Each of the 'directories' listed is a container. Running containers are colored green, and stopped/exited containers are colored red. Since those are directories, I can do something like this:

$ ls /containers/happy_hopper/
bin/   dev/   etc/   home/  proc/  root/  sys/   tmp/   usr/   var/

The equivalent statement in Docker lingo is docker exec -it happy_hopper ls / which doesn't exactly roll off the tongue, but is simple once you get over the slight learning curve.

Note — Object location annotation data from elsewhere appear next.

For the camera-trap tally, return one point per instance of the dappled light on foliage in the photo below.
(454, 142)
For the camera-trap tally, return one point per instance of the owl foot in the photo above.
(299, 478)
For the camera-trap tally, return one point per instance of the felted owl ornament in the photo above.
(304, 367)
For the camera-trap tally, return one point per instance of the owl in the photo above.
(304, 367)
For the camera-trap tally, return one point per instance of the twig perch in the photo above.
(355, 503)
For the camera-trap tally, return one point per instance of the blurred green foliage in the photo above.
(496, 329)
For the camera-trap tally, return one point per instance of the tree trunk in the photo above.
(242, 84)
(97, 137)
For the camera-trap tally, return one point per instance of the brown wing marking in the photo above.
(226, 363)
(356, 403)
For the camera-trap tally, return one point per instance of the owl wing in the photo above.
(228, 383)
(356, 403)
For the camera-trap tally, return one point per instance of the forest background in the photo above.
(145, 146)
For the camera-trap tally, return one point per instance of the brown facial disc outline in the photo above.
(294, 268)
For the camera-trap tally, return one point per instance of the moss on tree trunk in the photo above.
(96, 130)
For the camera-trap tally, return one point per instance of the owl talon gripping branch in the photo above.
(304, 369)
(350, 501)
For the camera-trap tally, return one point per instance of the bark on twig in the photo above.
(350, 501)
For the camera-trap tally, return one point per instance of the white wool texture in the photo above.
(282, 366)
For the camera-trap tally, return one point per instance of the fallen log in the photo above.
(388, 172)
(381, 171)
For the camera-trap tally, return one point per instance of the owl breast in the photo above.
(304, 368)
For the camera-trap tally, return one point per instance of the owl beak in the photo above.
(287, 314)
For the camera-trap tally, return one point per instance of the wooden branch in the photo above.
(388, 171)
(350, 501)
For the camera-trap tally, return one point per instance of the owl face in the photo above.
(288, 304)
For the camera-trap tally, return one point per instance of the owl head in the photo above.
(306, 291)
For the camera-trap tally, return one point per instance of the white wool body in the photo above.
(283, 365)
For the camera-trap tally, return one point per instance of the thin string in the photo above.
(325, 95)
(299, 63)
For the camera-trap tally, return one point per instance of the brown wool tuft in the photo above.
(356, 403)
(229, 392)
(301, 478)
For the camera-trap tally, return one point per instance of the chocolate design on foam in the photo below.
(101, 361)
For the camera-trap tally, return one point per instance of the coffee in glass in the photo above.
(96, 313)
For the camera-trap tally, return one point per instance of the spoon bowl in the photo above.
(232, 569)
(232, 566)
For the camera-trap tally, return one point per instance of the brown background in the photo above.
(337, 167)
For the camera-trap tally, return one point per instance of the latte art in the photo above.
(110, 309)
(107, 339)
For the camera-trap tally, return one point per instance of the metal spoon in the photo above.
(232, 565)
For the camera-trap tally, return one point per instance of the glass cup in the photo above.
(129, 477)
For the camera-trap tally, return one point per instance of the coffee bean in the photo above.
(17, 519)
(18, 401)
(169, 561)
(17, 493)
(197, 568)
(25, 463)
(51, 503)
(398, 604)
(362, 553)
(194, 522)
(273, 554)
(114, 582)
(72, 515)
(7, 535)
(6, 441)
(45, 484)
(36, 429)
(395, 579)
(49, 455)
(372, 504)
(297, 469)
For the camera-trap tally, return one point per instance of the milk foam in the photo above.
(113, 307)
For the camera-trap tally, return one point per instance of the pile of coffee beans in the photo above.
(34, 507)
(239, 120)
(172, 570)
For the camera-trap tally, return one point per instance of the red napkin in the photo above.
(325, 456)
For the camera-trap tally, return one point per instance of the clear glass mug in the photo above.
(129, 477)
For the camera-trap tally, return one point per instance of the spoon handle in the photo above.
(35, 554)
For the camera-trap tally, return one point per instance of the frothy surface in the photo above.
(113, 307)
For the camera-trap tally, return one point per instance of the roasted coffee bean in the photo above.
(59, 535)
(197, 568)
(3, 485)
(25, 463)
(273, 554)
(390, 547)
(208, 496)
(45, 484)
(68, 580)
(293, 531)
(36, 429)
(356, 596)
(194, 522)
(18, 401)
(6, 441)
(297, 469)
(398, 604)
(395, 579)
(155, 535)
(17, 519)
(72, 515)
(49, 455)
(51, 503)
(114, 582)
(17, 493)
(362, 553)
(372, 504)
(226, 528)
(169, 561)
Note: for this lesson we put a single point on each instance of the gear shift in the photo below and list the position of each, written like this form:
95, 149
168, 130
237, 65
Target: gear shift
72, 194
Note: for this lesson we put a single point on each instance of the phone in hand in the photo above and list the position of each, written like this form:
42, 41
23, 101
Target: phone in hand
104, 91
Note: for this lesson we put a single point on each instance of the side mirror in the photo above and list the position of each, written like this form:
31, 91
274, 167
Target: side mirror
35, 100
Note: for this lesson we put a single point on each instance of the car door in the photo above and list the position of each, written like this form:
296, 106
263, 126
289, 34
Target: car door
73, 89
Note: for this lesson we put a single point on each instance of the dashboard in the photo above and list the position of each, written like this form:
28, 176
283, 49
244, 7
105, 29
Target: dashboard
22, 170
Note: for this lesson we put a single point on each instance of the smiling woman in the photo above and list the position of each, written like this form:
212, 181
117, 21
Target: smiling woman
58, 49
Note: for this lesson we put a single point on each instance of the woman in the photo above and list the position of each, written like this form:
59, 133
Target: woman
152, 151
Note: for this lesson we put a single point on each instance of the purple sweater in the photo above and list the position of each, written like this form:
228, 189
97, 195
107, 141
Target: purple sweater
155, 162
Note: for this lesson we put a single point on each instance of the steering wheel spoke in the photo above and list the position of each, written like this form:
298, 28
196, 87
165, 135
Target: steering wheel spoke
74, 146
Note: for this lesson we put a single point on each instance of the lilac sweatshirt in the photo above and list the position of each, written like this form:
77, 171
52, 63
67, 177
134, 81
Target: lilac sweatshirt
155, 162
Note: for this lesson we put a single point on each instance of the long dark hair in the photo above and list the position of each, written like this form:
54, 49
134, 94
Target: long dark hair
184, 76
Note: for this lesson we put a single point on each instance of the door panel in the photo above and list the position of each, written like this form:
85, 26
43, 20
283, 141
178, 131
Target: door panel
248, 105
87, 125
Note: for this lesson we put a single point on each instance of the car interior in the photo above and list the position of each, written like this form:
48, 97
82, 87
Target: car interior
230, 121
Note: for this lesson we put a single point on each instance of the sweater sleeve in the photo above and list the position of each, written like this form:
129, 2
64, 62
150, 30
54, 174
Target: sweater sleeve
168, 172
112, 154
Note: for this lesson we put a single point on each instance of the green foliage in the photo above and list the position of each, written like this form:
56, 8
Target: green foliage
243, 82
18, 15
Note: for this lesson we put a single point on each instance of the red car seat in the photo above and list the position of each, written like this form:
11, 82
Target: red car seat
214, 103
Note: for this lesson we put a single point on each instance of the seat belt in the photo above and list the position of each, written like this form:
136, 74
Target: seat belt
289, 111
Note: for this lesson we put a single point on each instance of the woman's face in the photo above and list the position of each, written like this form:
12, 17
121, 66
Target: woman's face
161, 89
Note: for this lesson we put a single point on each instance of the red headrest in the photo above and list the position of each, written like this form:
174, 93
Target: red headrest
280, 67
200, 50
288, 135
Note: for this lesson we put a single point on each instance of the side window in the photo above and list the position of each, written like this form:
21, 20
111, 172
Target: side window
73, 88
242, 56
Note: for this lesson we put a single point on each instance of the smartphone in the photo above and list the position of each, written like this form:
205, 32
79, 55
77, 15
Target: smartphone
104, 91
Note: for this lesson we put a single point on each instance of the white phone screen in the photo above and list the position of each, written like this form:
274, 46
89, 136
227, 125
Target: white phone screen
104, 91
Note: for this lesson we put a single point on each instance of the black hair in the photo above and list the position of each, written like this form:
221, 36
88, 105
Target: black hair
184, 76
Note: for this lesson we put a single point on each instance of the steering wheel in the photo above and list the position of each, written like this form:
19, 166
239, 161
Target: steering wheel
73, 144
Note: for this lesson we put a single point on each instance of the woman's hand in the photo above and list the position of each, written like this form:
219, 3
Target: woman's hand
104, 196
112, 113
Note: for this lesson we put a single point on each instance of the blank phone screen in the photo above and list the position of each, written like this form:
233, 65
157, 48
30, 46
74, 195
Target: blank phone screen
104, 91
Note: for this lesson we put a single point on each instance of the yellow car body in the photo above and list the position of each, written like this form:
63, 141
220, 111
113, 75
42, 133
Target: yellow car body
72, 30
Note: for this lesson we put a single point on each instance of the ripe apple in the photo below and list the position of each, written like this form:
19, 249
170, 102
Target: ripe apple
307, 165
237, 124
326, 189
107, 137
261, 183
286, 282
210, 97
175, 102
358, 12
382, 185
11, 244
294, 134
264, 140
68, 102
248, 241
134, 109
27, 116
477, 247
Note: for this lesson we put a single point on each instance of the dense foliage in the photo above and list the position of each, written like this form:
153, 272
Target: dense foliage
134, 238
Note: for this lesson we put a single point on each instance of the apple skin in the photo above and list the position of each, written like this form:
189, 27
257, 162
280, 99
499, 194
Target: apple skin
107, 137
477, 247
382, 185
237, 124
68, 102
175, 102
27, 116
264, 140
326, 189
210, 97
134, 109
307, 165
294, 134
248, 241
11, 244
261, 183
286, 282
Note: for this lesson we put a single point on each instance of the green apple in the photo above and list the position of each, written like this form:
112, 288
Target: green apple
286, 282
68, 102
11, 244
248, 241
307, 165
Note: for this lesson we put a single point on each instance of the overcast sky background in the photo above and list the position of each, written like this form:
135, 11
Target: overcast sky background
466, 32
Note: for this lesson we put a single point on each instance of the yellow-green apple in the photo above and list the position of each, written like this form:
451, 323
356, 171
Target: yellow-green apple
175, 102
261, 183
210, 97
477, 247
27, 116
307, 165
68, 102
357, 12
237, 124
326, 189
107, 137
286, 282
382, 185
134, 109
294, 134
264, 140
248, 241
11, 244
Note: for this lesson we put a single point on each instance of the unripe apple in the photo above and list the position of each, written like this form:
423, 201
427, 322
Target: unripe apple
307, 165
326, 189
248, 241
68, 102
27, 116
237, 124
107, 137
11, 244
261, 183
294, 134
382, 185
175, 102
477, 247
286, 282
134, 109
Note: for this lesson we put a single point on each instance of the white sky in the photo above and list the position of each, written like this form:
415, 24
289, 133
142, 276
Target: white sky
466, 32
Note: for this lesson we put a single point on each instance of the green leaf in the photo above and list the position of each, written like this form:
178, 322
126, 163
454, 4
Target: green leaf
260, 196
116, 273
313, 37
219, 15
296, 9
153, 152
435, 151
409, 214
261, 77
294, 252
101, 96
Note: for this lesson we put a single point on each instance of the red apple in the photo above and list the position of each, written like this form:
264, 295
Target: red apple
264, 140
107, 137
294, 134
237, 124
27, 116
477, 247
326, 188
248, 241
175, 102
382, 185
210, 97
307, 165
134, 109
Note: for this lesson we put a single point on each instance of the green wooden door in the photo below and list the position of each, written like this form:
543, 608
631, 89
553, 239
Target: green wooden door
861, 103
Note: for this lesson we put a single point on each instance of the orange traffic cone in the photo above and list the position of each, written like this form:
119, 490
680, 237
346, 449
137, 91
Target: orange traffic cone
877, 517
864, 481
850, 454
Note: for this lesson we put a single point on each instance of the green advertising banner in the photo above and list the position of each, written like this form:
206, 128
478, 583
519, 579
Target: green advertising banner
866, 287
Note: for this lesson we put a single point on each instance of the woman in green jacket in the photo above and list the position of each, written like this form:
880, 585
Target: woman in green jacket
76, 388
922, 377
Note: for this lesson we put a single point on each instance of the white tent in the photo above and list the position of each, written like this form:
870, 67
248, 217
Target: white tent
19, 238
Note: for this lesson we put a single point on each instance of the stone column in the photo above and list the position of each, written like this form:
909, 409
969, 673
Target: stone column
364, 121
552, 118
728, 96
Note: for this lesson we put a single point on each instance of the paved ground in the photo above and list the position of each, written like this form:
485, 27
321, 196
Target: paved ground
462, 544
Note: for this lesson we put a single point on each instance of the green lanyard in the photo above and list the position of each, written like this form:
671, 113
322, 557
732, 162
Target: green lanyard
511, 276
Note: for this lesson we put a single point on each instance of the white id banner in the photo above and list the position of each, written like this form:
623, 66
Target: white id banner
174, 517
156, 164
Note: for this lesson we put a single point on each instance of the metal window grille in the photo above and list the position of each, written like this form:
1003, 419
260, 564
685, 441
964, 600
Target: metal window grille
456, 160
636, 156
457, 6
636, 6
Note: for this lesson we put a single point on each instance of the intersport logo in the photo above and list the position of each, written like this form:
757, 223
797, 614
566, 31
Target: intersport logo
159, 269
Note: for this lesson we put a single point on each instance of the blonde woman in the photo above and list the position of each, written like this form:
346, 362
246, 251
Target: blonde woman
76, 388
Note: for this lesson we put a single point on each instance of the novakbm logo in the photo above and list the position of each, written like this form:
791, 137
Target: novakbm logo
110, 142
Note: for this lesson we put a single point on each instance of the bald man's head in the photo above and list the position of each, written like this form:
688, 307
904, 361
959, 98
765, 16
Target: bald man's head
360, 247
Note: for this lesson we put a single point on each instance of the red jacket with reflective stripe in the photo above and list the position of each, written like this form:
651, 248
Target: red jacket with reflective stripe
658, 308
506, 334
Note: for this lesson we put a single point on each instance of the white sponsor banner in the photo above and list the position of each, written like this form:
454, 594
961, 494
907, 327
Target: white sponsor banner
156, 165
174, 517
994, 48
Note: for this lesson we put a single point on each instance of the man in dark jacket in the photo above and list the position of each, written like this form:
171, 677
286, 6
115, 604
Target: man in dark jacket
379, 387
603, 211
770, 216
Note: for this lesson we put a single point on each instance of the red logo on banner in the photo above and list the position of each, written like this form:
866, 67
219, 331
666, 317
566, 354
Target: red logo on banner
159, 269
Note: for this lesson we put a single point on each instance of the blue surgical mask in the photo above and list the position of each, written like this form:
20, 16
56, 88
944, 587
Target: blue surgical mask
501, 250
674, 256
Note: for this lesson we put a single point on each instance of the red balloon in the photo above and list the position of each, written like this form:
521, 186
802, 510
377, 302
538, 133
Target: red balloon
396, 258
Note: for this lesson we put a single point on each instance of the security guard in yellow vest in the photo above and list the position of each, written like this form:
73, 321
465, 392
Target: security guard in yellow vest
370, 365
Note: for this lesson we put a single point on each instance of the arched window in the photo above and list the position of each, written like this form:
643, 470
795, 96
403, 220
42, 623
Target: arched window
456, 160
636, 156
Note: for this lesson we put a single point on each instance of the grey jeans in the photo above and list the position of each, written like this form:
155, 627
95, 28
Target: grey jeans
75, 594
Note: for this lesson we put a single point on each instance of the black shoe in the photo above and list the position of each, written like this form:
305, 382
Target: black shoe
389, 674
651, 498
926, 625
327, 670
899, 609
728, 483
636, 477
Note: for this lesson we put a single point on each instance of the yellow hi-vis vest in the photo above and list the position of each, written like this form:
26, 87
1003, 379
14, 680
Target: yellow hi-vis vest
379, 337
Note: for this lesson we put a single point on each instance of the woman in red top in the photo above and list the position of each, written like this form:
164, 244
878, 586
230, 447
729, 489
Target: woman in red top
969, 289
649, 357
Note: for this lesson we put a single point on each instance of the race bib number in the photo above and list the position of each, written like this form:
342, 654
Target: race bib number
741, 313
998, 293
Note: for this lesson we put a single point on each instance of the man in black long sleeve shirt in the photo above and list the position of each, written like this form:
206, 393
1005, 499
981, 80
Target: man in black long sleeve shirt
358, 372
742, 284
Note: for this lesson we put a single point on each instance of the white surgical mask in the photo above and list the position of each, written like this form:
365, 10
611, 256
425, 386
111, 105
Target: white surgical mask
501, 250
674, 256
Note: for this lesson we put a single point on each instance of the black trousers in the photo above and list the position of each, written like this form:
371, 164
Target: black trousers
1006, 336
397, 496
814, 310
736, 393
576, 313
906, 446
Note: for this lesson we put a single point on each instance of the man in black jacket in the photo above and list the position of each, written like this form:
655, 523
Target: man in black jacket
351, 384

A really annoying part of using containers for the test/dev cycle is that containers... contain! There isn't a straightforward way to do things like copy files from one container to another. With dockerbox, it's trivial!

$ ls /containers
happy_hopper/ pensive_curran/ amazing_goldwasser/ admiring_kowalevski/
$ cp /containers/happy_hopper/etc/fstab /containers/pensive_curran/tmp/other_fstab

Ok, so that example isn't implemented, but it's possible! The best thing about the CLI is the possibility for an orgy of one-liners! With dockerbox, that can be a real possibility.

Another thing that I wanted to implement was making this cluster-aware. Nobody really talks about making something work manually on a single machine. There is already some primitive multi-host usage in dockerbox, but nothing great. It would be cool if we could see something like:

$ ls /containers
host1/  host2/  host3/
$ ls /containers/host1/
happy_hopper/ pensive_curran/ amazing_goldwasser/ admiring_kowalevski/

or better yet:

$ ls /containers
app1/ app2/ app3/

but I don't think application-blueprint-aware scheduling exists and would take a long time to write.

With dockerbox in its current state, you can cat files, cd (but I had to overwrite the cc command because cd is built into bash), ls, and some other things. There's a fallthrough mechanism built in, so some commands will work out of the box (pun intended) without any code needing to be written to support it. I overwrote ls to do things like colorize running/stopped containers. Generally anything dealing with the topmost layer of the virtual filesystem (the /containers namespace) would have to be overwritten because /containers doesn't actually exist unless this would be written in the kernel.

All of this is accomplished using the Docker Remote API. The code is on GitHub. The bottom of the README has a few other pie in the sky things as well. If it sounds interesting, definitely check it out! It is definitely not good code, since it was hacked together for a hackathon.